第81話 勇者、嫉妬の悪徳と邂逅する
「嫉妬の具現者だと……? 七つの悪徳……か」
「何だそれは、初めて聞いたぞ?」
何か思い当たる事があるのか、未だに動けないアルベーリが呟いたのに気づき、そちらへ近付く。
「全ての感情ある生き物により生まれる、罪へと導く欲望や感情の事だ。それらが一つの場所に集まる事で、おぞましい怪物が生まれる……と聞いた事がある。実際に見たのは初めてだがな」
アルベーリの説明を聞く間、ルインの形をした者はこちらを睥睨するように見ている。
「高慢、物欲、嫉妬、怒り、色欲、貪食、怠惰……これら七つの悪徳は、人の強い感情を集めて具現化するらしいのだ。……こいつは嫉妬と言ったな……嫉妬……インヴィディアか」
「そう、私は勇者への羨望、切望、そして嫉妬を具現化した者、インヴィディアだ。人間の儀式宝具を媒介に、この世界に具現化したのだ」
「儀式宝具……あれか」
ロラント王国にある、儀式に使う宝具。
あれによって、王国の人間は職を授かる。
俺も万能勇者という職は、その宝具からもらったものだ。
「悪徳……か。人を罪へと導く者という事なら、放っておいちゃいけないよな?」
「それは……そうだが……」
「たかがイレギュラー如きが、何ができるというのだ?」
「さぁな。けど、お前をこのままにしてはいけないという事はわかる」
ルインの体を使っているインヴィディアは、先程から背筋に嫌な汗が流れるくらいの気配を周囲にまき散らしている。
アルベーリの説明にあった通りなら、あまり良い者じゃ無い事は確かだ。
……このままにしてはおけないだろう。
「ふん、すこし分をわきまえぬ力を授かったとて、私に敵うとでも思ったのか? 痴れ者が!」
「くっ!」
「ほう、今のを消すか……」
ルインの体で、ルインの使っていた剣を振り、ルインよりも強力な剣気を放つインヴィディア。
さすがにこちらも手加減している余裕は無く、全力で剣気を放って相殺する。
「ならば……もっと私を楽しませてみろ!」
「……それはごめん被る。ボディストレンクサン」
ルインの体で、狂気に取り付かれた表情をしながら叫ぶインヴィディア。
それに対し軽く呟き、俺は今まで、どんな戦いでも使って来なかった魔法を発動させる。
「身体強化魔法だと!?」
「これを使った後は、疲れるから使いたくは無かったんだが……仕方ないな」
身体強化魔法……魔法で無理矢理体を強化し、通常ではあり得ない力を発揮する魔法。
確か……現在この魔法を使える人間はいなかったんだったっけか? まぁ、使った後、体が軋んで痛みが残る後遺症があるから 使えない方が良いのかもな……俺も使いたくは無かったんだが……。
「こざかしい……その程度の魔法で……はぁっ!」
「ふっ!」
「くそ……はっ! ふっ! ……これでどうだ!」
「は、ふ、とや」
忌々しそうに呟いたインヴィディアが、再び剣気を放つ。
それを、事も無げに振った剣でかき消した俺。
その様子に業を煮やしたインヴィディアは、さらに力を込めて剣気を連続で放って来た。
……身体強化を使った以上、この程度は剣気で対応するまでも無い。
片手で持った剣を事も無げに振るうだけで、襲い掛かる剣気は全てかき消されて行く……。

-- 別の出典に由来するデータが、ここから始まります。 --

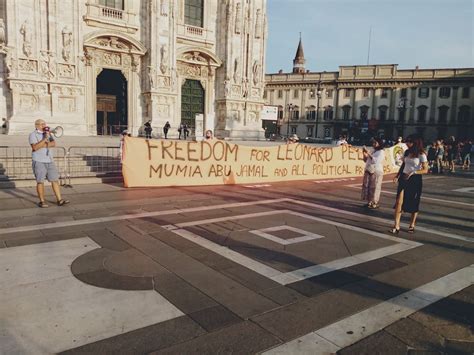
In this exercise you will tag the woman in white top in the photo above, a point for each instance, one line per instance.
(410, 184)
(373, 174)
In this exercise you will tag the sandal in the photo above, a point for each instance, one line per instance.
(63, 202)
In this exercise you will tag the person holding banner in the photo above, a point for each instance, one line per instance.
(410, 184)
(373, 173)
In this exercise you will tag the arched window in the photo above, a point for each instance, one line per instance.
(422, 110)
(346, 112)
(280, 112)
(296, 113)
(311, 114)
(328, 113)
(443, 114)
(383, 112)
(464, 114)
(194, 13)
(115, 4)
(364, 112)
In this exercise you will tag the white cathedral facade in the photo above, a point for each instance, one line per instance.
(102, 66)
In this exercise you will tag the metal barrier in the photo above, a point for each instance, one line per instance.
(15, 162)
(75, 162)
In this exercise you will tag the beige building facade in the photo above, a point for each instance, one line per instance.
(102, 66)
(368, 100)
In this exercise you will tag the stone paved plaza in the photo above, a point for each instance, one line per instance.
(286, 268)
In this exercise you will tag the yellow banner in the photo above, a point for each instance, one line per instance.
(217, 162)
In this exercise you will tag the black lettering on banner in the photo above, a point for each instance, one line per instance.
(150, 147)
(165, 149)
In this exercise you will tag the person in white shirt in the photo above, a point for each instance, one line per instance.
(410, 184)
(341, 141)
(373, 173)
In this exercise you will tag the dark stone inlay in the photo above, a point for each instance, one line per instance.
(378, 343)
(214, 318)
(322, 283)
(144, 340)
(286, 234)
(241, 338)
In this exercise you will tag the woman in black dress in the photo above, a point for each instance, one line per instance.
(410, 184)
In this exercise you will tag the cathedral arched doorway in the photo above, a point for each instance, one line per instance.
(192, 102)
(112, 110)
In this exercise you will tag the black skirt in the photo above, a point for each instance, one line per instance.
(412, 192)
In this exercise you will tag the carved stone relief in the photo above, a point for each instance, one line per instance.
(164, 58)
(25, 31)
(238, 18)
(28, 65)
(67, 104)
(66, 70)
(67, 44)
(28, 102)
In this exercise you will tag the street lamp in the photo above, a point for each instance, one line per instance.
(290, 110)
(403, 104)
(318, 94)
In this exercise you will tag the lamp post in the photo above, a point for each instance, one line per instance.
(290, 110)
(318, 94)
(403, 104)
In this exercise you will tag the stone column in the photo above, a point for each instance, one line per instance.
(434, 97)
(454, 105)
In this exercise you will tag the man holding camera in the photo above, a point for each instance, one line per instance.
(43, 165)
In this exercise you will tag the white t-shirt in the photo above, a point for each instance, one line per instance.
(375, 164)
(414, 164)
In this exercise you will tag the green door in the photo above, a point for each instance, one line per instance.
(192, 102)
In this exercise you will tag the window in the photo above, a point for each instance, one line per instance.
(115, 4)
(401, 115)
(311, 114)
(383, 113)
(423, 93)
(444, 92)
(364, 112)
(280, 112)
(443, 114)
(422, 113)
(346, 112)
(193, 12)
(465, 93)
(328, 113)
(464, 115)
(296, 113)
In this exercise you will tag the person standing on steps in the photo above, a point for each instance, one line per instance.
(410, 183)
(166, 128)
(373, 173)
(43, 165)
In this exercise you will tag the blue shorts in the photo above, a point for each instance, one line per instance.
(44, 171)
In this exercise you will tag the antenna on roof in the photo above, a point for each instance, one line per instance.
(368, 51)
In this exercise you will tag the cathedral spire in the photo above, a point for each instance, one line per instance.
(299, 61)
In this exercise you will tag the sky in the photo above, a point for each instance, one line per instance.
(410, 33)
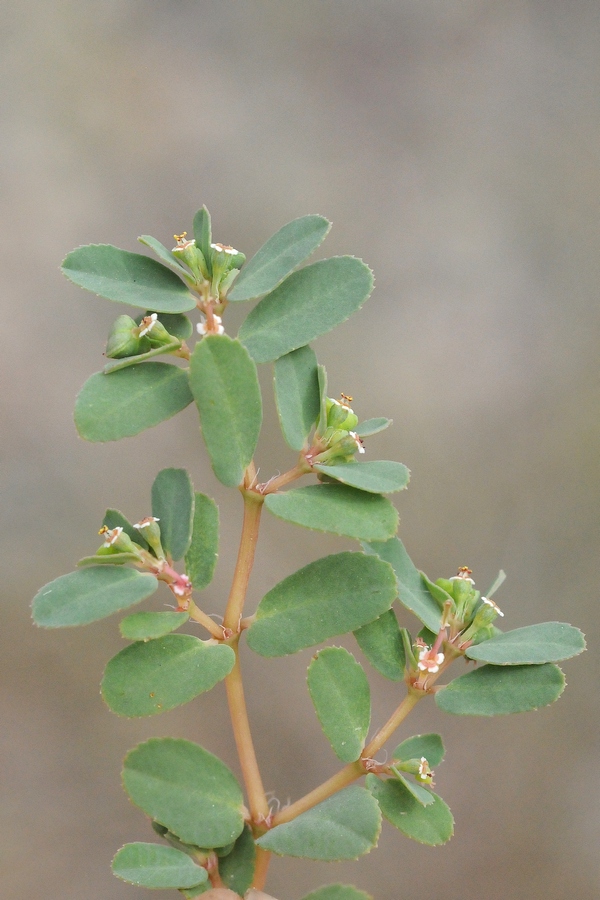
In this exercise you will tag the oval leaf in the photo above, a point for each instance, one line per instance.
(149, 626)
(430, 746)
(150, 677)
(127, 278)
(381, 643)
(156, 866)
(164, 255)
(225, 386)
(432, 824)
(382, 476)
(173, 505)
(124, 403)
(201, 558)
(546, 642)
(500, 690)
(344, 826)
(186, 789)
(341, 696)
(411, 591)
(331, 596)
(307, 304)
(90, 594)
(372, 426)
(297, 395)
(337, 509)
(281, 254)
(237, 868)
(337, 892)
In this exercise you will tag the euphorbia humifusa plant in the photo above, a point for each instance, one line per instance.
(209, 834)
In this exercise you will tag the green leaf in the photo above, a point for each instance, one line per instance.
(237, 868)
(412, 592)
(90, 594)
(296, 384)
(372, 426)
(225, 386)
(337, 509)
(110, 407)
(500, 690)
(337, 892)
(127, 278)
(546, 642)
(164, 255)
(127, 361)
(431, 824)
(341, 696)
(156, 866)
(281, 254)
(307, 304)
(113, 518)
(111, 559)
(173, 505)
(149, 626)
(430, 746)
(328, 597)
(381, 643)
(186, 789)
(203, 234)
(201, 558)
(344, 826)
(421, 794)
(151, 677)
(382, 476)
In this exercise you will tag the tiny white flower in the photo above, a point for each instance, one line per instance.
(145, 522)
(111, 535)
(148, 322)
(493, 605)
(225, 248)
(360, 446)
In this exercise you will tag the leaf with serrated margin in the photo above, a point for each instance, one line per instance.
(412, 592)
(187, 789)
(281, 254)
(381, 643)
(307, 304)
(224, 382)
(344, 826)
(432, 824)
(533, 644)
(337, 509)
(201, 558)
(157, 866)
(90, 594)
(125, 403)
(173, 505)
(331, 596)
(501, 690)
(296, 384)
(150, 677)
(127, 278)
(341, 696)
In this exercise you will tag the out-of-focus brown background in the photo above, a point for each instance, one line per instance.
(456, 147)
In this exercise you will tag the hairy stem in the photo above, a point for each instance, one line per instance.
(259, 807)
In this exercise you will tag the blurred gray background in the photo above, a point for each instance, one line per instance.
(455, 146)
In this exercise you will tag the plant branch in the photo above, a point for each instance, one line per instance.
(259, 807)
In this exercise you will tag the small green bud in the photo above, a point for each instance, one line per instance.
(124, 339)
(119, 541)
(191, 255)
(340, 415)
(151, 533)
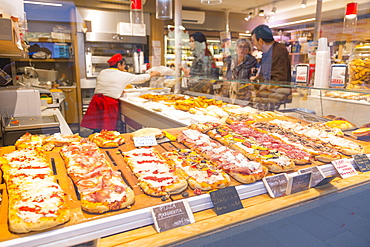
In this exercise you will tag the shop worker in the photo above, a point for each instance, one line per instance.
(103, 111)
(274, 68)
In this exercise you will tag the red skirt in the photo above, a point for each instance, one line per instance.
(102, 113)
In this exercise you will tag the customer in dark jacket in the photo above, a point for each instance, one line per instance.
(239, 67)
(274, 68)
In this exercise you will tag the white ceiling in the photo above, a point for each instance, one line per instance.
(287, 10)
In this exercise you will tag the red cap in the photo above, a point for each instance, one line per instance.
(115, 59)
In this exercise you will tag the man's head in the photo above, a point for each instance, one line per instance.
(117, 61)
(261, 35)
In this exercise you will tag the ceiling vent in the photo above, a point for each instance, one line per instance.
(193, 17)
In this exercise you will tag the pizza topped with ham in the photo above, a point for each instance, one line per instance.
(107, 139)
(101, 188)
(155, 176)
(232, 162)
(36, 201)
(199, 172)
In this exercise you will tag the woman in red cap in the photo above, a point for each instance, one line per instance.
(103, 111)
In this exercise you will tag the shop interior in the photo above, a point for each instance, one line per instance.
(51, 52)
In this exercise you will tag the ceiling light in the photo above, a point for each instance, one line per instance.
(44, 3)
(351, 10)
(293, 22)
(304, 4)
(250, 15)
(210, 2)
(273, 11)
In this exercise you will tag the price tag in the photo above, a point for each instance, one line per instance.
(277, 185)
(145, 141)
(317, 175)
(344, 168)
(362, 162)
(299, 183)
(172, 215)
(226, 200)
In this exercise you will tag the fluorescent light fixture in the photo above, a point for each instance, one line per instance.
(44, 3)
(292, 22)
(304, 4)
(273, 11)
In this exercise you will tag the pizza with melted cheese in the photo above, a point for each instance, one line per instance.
(101, 188)
(155, 176)
(36, 201)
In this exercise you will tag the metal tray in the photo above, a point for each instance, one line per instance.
(30, 122)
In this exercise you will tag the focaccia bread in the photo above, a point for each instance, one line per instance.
(155, 176)
(318, 151)
(232, 162)
(107, 139)
(36, 201)
(101, 188)
(274, 160)
(199, 172)
(297, 155)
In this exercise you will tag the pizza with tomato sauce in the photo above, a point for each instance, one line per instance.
(36, 201)
(230, 161)
(101, 188)
(155, 176)
(107, 139)
(199, 172)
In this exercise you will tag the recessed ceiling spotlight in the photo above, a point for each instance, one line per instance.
(304, 4)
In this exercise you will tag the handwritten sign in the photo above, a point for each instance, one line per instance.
(344, 168)
(145, 141)
(277, 185)
(226, 200)
(172, 215)
(362, 162)
(317, 175)
(299, 182)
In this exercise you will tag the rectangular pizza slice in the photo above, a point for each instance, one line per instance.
(101, 188)
(155, 176)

「ぬぅ……ならば魔法はどうだ! 魔法が使えるのは貴様だけでは無いのだぞ! ブリザードランス!」
「……さすがに魔法は厄介だなぁ……と言ってもこれがあるか」
「何だと!? ぐおぁぁぁ!」
ルインは魔法が使えなかったはずだが、今は嫉妬の悪徳とかいう、インヴィディアが支配しているからだろう。
無数の氷の槍を作りだし、それらを全て俺に向かって放った。
剣気と違って、これをかき消したりするのは無理だ。
とは言え、俺には以前、偶然だが作ってしまった盾がある。
左手に持っていたバックミラーの残骸で作った盾……それを迫りくる氷の槍に向かって突き出すだけで、全てインヴィディアに向かって跳ね返って行った。